Il faut d’abord souligner que ce plan sur les clients de la pâtisserie a une fonction dramatique évidente. Il révèle l’un des sens profonds du geste de désa-corps de Paul qui sans ce plan resterait étranger au spectateur : ne pas se laisser embrasser en public 657 par Hélène, comme si Paul avait honte de sa relation sentimentale avec cette femme plus âgée que lui. Alors qu’Hélène a soif d’actes symboliques émanant de son amant, qui viendraient prouver des sentiments assumés, Paul au contraire se dérobe. Mais le plan sur les clientes de la pâtisserie a aussi pour fonction de briser la continuité de l’interaction pour le spectateur.

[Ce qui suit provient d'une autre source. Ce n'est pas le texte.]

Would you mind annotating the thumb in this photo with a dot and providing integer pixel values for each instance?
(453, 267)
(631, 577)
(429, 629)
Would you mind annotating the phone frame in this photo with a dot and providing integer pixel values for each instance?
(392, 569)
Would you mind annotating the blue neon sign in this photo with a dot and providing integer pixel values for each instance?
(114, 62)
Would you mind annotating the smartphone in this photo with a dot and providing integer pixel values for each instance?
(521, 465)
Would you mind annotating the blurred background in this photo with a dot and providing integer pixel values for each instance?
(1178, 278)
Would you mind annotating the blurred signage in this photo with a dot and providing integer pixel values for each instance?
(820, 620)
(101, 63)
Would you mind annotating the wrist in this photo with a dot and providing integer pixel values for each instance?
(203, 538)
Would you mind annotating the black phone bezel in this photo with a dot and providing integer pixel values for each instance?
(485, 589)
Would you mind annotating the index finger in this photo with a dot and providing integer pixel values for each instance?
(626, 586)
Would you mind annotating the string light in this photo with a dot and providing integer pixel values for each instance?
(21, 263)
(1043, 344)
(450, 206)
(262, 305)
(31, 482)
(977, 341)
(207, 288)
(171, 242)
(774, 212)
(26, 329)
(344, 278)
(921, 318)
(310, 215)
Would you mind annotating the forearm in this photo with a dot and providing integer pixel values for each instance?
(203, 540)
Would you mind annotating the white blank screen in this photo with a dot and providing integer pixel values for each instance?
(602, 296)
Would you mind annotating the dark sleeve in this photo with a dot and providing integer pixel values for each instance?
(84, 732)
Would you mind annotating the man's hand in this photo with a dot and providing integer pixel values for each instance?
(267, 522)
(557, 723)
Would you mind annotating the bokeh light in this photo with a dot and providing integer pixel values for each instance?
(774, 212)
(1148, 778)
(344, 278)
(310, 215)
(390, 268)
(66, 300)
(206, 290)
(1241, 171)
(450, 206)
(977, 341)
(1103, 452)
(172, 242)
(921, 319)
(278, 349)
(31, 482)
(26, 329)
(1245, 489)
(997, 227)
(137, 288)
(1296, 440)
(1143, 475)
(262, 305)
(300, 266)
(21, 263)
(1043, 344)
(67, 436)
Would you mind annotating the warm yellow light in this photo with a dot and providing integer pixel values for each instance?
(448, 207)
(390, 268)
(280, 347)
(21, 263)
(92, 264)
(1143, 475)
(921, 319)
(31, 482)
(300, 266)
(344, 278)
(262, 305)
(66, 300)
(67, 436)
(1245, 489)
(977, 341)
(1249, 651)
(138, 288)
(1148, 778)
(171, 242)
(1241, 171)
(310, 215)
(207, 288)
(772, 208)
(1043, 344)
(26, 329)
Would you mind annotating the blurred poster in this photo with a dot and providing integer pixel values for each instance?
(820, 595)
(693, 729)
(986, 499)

Plus encore, parce que le cut intervient dans le prolongement direct du geste de désa-corps de Paul, il paraît relayer au niveau filmique la coupure immanente à l’interaction induite par ce geste. En ce sens, le désa-corps paraît donner ici une impulsion que l’esthétique hautement fragmentaire de Philippe Garrel se charge de relayer, traduire et faire résonner par un effet de choc visuel indéniable. L’interaction corporelle gagne donc beaucoup ici à être vraiment envisagée dans sa dimension de configuration filmique. Car la problématique de la coupure-lien, qui représente l’un des points spécifiques et récurrents de l’esthétique de la co-présence, comme cette étude s’est déjà attachée à de nombreuses reprises à le mettre en évidence, trouve ici occasion de s’exhiber avec force. Inscrit dans un film, relayé par un cut, le geste de désa-corps paraît aussi « faire voir » une préoccupation esthétique.

Notes
655.

Jean-Marie Samocki, « La Politique des chairs tristes », art. cit., p. 8.

656.

Ibid., p. 8.

657.

Ce sens du geste de Paul est d’autant plus révélé par le plan sur les clients de la pâtisserie que le spectateur peut très clairement apercevoir l’une des clientes jeter un œil en direction d’Hélène et de Paul. Une sorte de regard furtif qui, étant donné le contexte, semble ne pas vouloir avouer une sorte de curiosité malsaine et sa désapprobation devant le spectacle d’un couple fondé sur un écart d’âge important.